De todas maneras, la vulnerabilidad con que Núñez nos comparte su mundo interior (“con todos sus venenos, con todas sus cosas, con sus buenas y malas ondas”), la instintividad con que hace materia las “bondades y brutalidades de la vida”, afirman con honestidad que sí, la vida es demasiado desgarradora y compleja, pero que vale la pena vivirla. Ella hace, exorciza, escarba en lo que oculta un cuerpo, en las oscuridades que habitan la mente humana. Y es hermoso, porque a pesar de convertirnos en testigo del desgarro, también nos hace partícipes de esos pequeños actos de sustento y reparo que nos vuelven capaces de seguir, como la niña que arregla sus alas rotas en Sin título (2018). Devela las estructuras que apoyan y soportan, y las comparte con el público en un acto de profunda generosidad, junto a su incansable curiosidad por rastrear, desde una vulnerabilidad honesta y valiente, las conexiones, los engranajes, las madejas.
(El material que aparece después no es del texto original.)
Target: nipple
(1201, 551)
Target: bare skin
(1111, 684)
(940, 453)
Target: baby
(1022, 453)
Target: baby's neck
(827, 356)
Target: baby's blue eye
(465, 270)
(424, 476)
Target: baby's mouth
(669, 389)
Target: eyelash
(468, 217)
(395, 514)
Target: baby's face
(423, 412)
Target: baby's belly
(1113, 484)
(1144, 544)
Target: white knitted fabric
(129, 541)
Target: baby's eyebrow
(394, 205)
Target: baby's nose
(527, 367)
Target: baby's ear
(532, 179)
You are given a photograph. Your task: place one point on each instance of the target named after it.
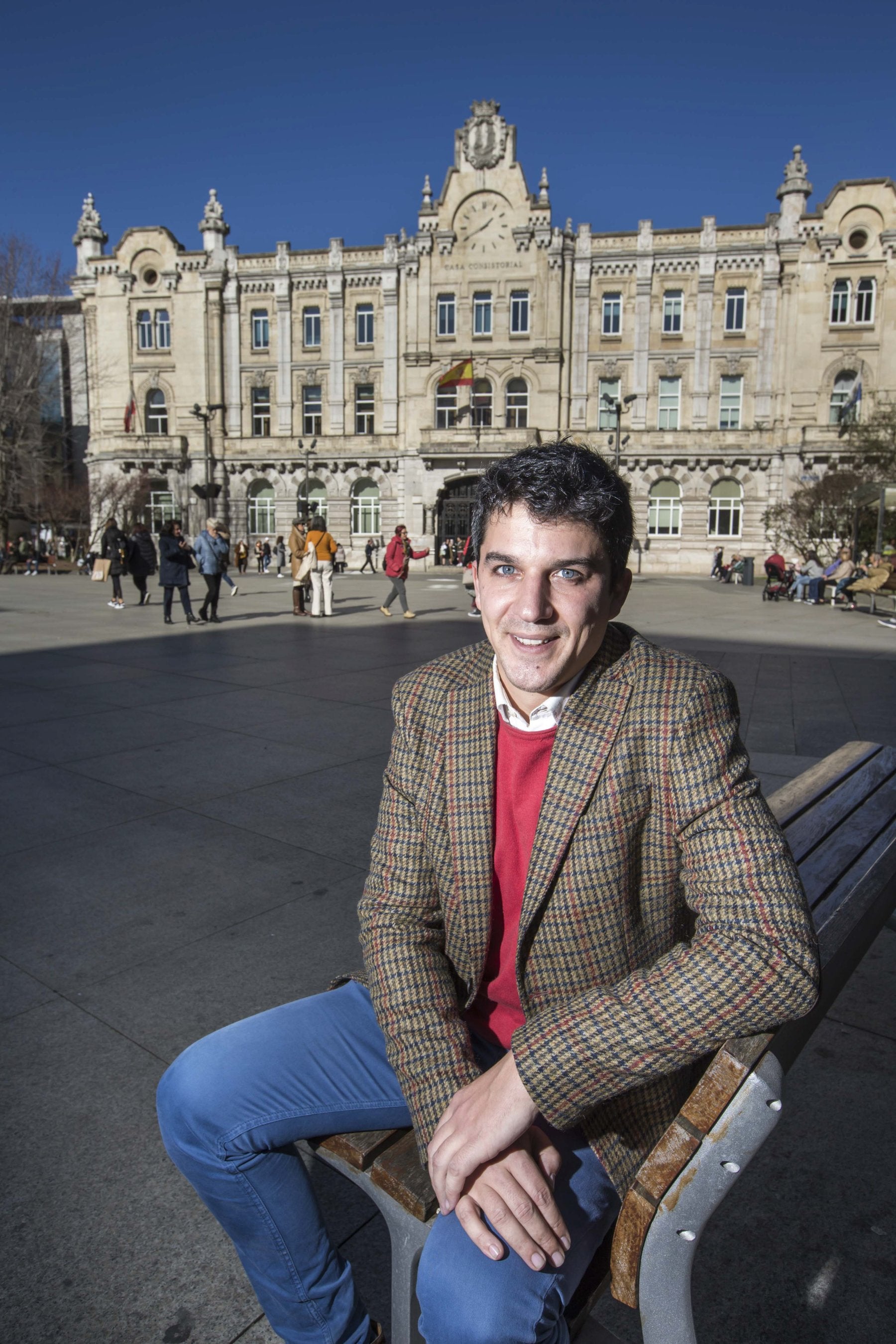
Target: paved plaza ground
(186, 827)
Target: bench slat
(398, 1171)
(828, 863)
(794, 797)
(363, 1147)
(820, 822)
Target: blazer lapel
(469, 776)
(587, 730)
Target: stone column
(703, 336)
(336, 375)
(390, 335)
(644, 284)
(581, 311)
(233, 392)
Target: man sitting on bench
(575, 893)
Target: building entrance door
(454, 514)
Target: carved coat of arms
(484, 135)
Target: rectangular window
(447, 408)
(261, 412)
(445, 315)
(672, 303)
(730, 400)
(520, 312)
(608, 414)
(364, 325)
(261, 329)
(163, 330)
(364, 409)
(483, 315)
(612, 315)
(312, 410)
(312, 329)
(866, 302)
(670, 402)
(735, 310)
(144, 330)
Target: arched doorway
(454, 511)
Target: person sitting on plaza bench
(875, 575)
(810, 571)
(575, 893)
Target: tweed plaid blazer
(663, 909)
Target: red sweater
(520, 775)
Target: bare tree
(31, 441)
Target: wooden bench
(840, 820)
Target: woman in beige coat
(297, 545)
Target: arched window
(518, 404)
(163, 329)
(481, 402)
(366, 508)
(840, 303)
(156, 412)
(312, 499)
(840, 396)
(664, 511)
(262, 513)
(447, 408)
(724, 510)
(144, 330)
(866, 300)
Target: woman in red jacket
(398, 556)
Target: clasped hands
(488, 1159)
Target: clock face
(483, 224)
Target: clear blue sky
(319, 120)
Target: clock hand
(479, 230)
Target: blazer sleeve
(750, 964)
(410, 978)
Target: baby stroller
(777, 582)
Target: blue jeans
(231, 1107)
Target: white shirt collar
(546, 715)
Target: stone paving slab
(195, 854)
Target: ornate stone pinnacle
(89, 225)
(213, 218)
(795, 177)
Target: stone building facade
(724, 352)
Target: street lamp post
(618, 406)
(206, 417)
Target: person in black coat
(141, 560)
(175, 563)
(114, 549)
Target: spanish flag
(458, 377)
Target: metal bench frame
(733, 1109)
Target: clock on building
(483, 222)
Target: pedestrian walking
(368, 557)
(114, 549)
(225, 575)
(212, 553)
(323, 575)
(175, 563)
(297, 546)
(143, 560)
(398, 557)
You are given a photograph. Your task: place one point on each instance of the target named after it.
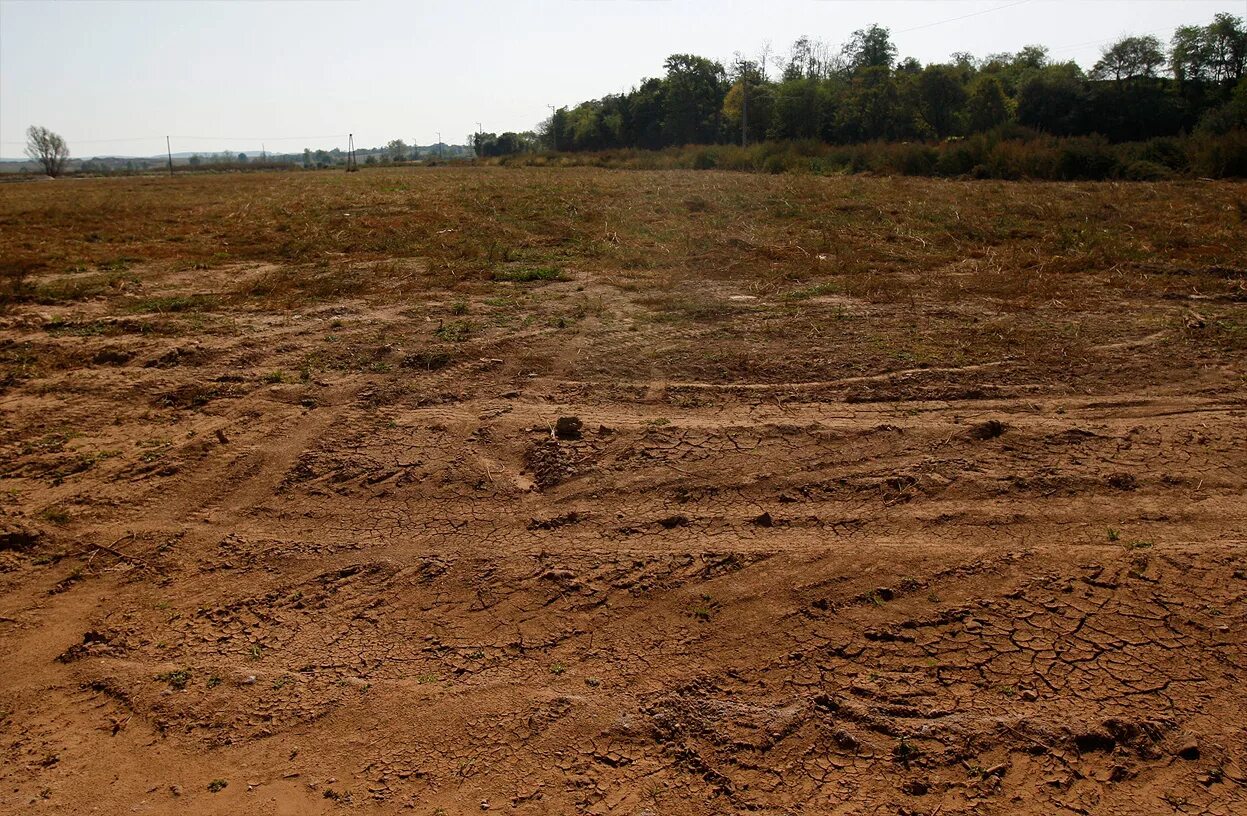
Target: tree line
(1140, 89)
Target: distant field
(885, 494)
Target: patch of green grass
(173, 303)
(177, 679)
(818, 290)
(529, 275)
(56, 515)
(81, 287)
(455, 331)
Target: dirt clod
(989, 429)
(568, 428)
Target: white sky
(116, 77)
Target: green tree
(1129, 58)
(988, 105)
(693, 100)
(869, 48)
(1053, 100)
(940, 99)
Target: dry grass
(869, 272)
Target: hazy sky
(115, 77)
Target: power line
(973, 14)
(207, 139)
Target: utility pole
(745, 105)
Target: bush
(1142, 170)
(1220, 156)
(1086, 159)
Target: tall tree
(988, 105)
(1129, 58)
(48, 149)
(693, 101)
(940, 99)
(869, 48)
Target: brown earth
(887, 495)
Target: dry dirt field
(882, 495)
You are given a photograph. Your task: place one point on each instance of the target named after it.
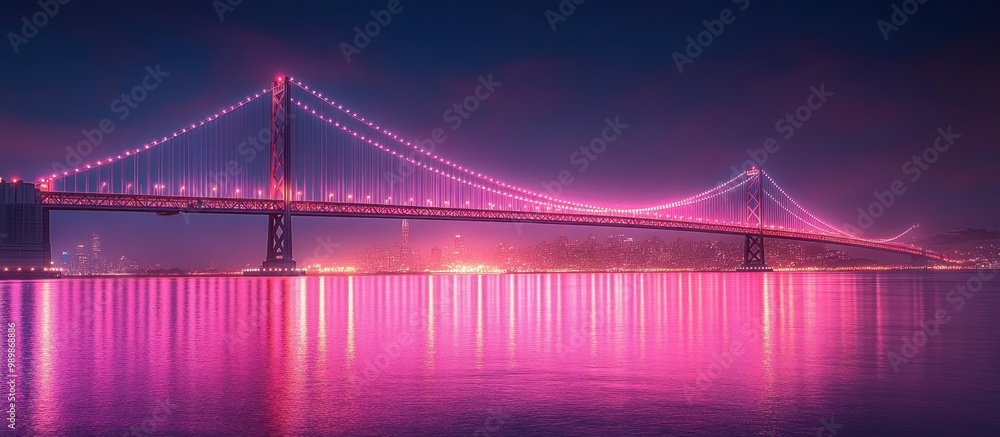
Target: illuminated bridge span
(291, 151)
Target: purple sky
(686, 129)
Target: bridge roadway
(175, 205)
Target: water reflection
(657, 353)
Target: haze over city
(493, 218)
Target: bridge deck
(173, 205)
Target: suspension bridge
(288, 150)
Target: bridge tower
(279, 225)
(753, 249)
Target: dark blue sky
(607, 59)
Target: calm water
(506, 355)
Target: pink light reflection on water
(560, 353)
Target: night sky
(686, 130)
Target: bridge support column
(25, 249)
(279, 261)
(753, 249)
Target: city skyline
(439, 253)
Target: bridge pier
(919, 261)
(753, 249)
(753, 255)
(25, 248)
(279, 260)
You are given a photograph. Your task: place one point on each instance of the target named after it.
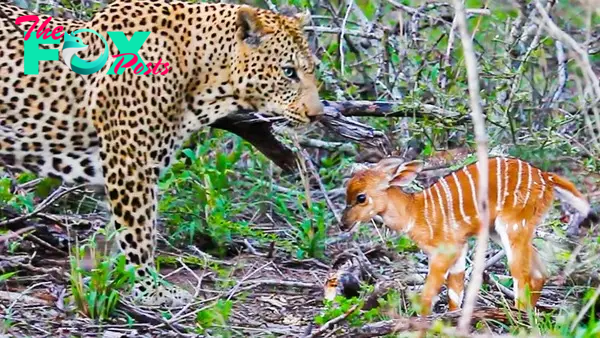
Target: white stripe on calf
(472, 184)
(518, 184)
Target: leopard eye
(361, 198)
(290, 73)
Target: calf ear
(406, 173)
(356, 167)
(250, 28)
(389, 165)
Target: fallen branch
(334, 321)
(482, 166)
(405, 324)
(46, 203)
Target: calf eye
(361, 198)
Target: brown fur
(122, 131)
(442, 217)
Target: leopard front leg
(131, 189)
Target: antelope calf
(442, 217)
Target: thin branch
(582, 54)
(46, 203)
(482, 164)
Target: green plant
(215, 318)
(95, 293)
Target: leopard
(121, 131)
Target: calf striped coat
(441, 218)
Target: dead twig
(405, 324)
(56, 195)
(482, 164)
(334, 321)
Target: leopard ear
(250, 28)
(303, 18)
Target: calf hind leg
(525, 265)
(456, 280)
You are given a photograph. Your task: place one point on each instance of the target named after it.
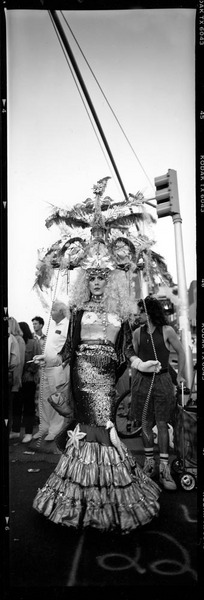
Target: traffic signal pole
(168, 205)
(184, 325)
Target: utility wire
(78, 88)
(96, 80)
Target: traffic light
(167, 194)
(167, 305)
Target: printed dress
(97, 482)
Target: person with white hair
(50, 421)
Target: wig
(14, 327)
(27, 334)
(117, 298)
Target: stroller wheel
(188, 481)
(176, 465)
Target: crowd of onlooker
(23, 377)
(29, 385)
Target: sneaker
(49, 438)
(27, 438)
(38, 435)
(149, 467)
(13, 435)
(165, 477)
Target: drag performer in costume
(97, 482)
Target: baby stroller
(184, 466)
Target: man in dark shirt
(153, 399)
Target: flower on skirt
(75, 436)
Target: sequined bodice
(100, 325)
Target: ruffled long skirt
(97, 482)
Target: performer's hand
(149, 366)
(180, 380)
(39, 359)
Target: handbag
(61, 401)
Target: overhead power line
(106, 99)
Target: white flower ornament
(75, 436)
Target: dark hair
(39, 319)
(154, 310)
(27, 334)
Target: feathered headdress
(104, 241)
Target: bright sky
(144, 61)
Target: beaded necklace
(96, 305)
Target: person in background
(17, 373)
(38, 324)
(50, 421)
(155, 331)
(13, 356)
(24, 406)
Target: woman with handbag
(97, 482)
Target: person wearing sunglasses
(155, 339)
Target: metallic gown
(97, 482)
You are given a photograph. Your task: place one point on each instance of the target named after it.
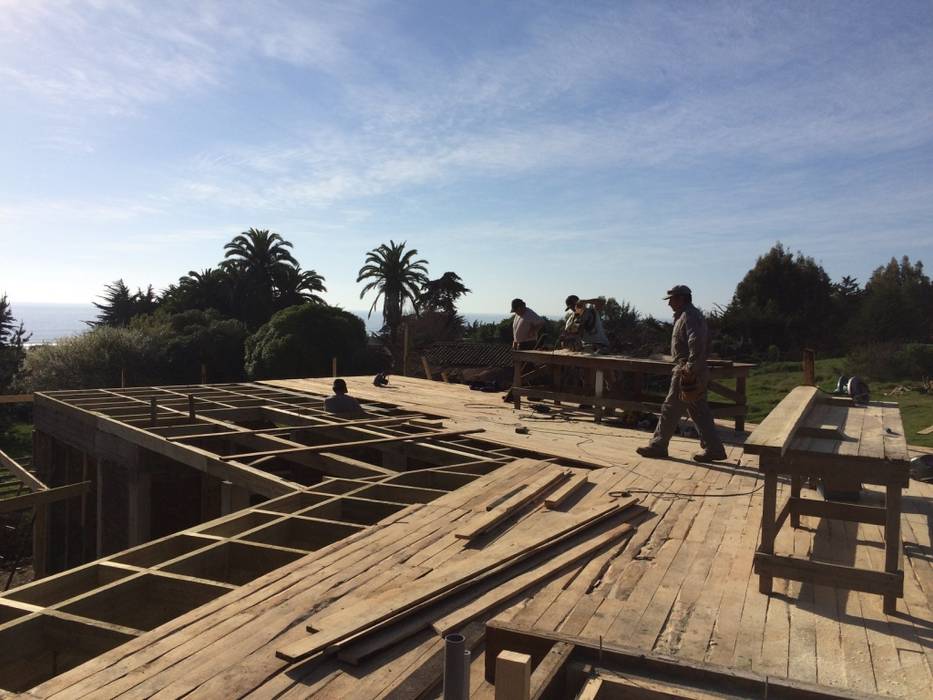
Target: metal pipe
(456, 678)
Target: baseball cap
(679, 290)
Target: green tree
(208, 289)
(785, 301)
(442, 294)
(13, 337)
(396, 276)
(266, 277)
(301, 341)
(120, 306)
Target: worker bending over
(525, 326)
(341, 402)
(583, 327)
(690, 350)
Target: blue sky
(536, 148)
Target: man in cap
(341, 402)
(525, 326)
(690, 349)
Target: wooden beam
(513, 676)
(20, 472)
(401, 420)
(359, 443)
(16, 398)
(9, 505)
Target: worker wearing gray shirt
(690, 351)
(525, 326)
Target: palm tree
(397, 277)
(208, 289)
(255, 260)
(297, 286)
(442, 294)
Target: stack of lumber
(365, 617)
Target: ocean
(50, 322)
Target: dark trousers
(673, 410)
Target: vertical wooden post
(768, 514)
(40, 534)
(100, 509)
(517, 384)
(513, 676)
(740, 389)
(809, 367)
(405, 350)
(598, 394)
(892, 540)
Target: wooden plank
(20, 472)
(774, 434)
(575, 483)
(835, 575)
(9, 505)
(354, 444)
(518, 584)
(342, 622)
(490, 519)
(513, 676)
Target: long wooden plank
(523, 582)
(20, 472)
(774, 434)
(359, 443)
(490, 519)
(9, 505)
(345, 622)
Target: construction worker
(525, 326)
(341, 402)
(690, 349)
(583, 326)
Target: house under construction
(237, 541)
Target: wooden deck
(681, 586)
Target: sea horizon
(48, 322)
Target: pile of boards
(366, 616)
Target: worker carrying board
(690, 349)
(583, 325)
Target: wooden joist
(29, 500)
(490, 519)
(358, 443)
(20, 472)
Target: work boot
(709, 455)
(652, 451)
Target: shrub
(300, 341)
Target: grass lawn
(769, 383)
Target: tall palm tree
(296, 286)
(255, 260)
(397, 277)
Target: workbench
(632, 397)
(812, 435)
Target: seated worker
(341, 402)
(583, 327)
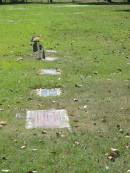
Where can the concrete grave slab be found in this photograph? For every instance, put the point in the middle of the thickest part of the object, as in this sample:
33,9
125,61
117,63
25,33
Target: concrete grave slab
49,72
48,92
47,119
51,51
51,59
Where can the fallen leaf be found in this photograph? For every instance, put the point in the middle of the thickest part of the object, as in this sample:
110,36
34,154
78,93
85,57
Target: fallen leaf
3,123
23,147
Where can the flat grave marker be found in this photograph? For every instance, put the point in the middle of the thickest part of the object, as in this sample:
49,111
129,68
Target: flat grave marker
47,119
51,51
50,59
48,92
49,72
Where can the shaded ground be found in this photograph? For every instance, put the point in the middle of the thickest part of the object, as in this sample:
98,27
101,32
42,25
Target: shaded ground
93,43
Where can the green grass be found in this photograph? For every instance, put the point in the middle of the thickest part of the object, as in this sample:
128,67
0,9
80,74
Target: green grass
93,43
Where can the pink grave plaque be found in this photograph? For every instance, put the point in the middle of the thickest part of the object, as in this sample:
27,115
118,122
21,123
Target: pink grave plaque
47,119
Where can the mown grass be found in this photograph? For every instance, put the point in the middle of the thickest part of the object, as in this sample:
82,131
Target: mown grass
93,44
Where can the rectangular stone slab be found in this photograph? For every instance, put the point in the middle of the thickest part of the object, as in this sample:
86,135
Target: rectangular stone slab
47,119
50,72
51,51
50,59
48,92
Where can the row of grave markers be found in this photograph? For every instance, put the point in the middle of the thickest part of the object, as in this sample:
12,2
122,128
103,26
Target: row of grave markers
51,118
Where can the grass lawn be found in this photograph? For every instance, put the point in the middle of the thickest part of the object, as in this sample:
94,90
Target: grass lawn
93,43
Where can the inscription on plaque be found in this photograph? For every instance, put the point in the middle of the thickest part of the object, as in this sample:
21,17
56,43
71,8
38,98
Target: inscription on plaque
47,119
50,72
51,59
51,51
48,92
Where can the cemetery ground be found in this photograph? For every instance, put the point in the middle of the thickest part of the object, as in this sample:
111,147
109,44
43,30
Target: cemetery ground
93,44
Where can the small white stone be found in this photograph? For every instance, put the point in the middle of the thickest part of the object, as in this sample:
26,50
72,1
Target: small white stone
23,147
5,170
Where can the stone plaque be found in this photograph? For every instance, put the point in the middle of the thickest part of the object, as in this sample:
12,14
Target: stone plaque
48,92
51,51
51,59
47,119
50,72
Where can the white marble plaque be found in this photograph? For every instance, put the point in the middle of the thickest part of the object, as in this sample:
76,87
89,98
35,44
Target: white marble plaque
51,51
50,72
50,58
47,119
48,92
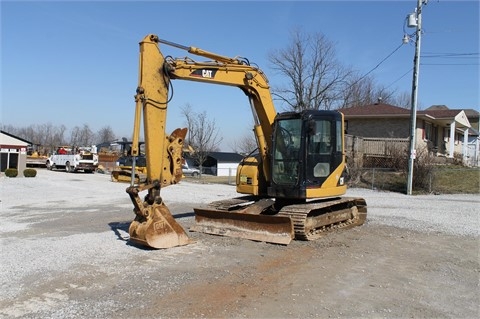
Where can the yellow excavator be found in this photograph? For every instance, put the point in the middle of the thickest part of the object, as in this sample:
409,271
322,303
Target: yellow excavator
291,189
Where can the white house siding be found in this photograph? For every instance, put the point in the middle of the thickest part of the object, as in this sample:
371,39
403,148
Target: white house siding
227,169
13,153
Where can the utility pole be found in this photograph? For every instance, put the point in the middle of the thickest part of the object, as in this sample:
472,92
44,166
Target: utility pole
414,20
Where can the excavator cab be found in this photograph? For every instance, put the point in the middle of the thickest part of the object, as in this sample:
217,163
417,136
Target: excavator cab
307,155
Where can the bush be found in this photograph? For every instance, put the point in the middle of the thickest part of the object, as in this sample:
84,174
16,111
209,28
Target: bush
30,172
11,172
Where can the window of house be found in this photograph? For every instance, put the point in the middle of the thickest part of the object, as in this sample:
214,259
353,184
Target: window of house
428,131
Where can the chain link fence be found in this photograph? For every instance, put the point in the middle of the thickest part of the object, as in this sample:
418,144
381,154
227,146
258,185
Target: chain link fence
437,180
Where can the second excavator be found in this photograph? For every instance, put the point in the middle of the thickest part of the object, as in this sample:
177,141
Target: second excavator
292,187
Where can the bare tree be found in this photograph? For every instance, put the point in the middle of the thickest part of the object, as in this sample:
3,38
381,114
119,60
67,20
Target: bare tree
189,115
316,78
82,136
246,144
105,135
202,136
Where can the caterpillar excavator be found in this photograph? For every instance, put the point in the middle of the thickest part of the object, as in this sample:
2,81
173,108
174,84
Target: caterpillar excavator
291,189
Donde el arte es punto fijo donde varar y descansar en este “globo atestado de formas” antes de lanzarse, nuevamente, al mar.

Los engranajes del mundo de Pancha Núñez (Santiago, 1961), una revisión de los cuarenta años de su trayectoria artística, se presentó del 15 de abril al 4 de junio de 2023 en el Centro Cultural Matucana 100, Santiago de Chile.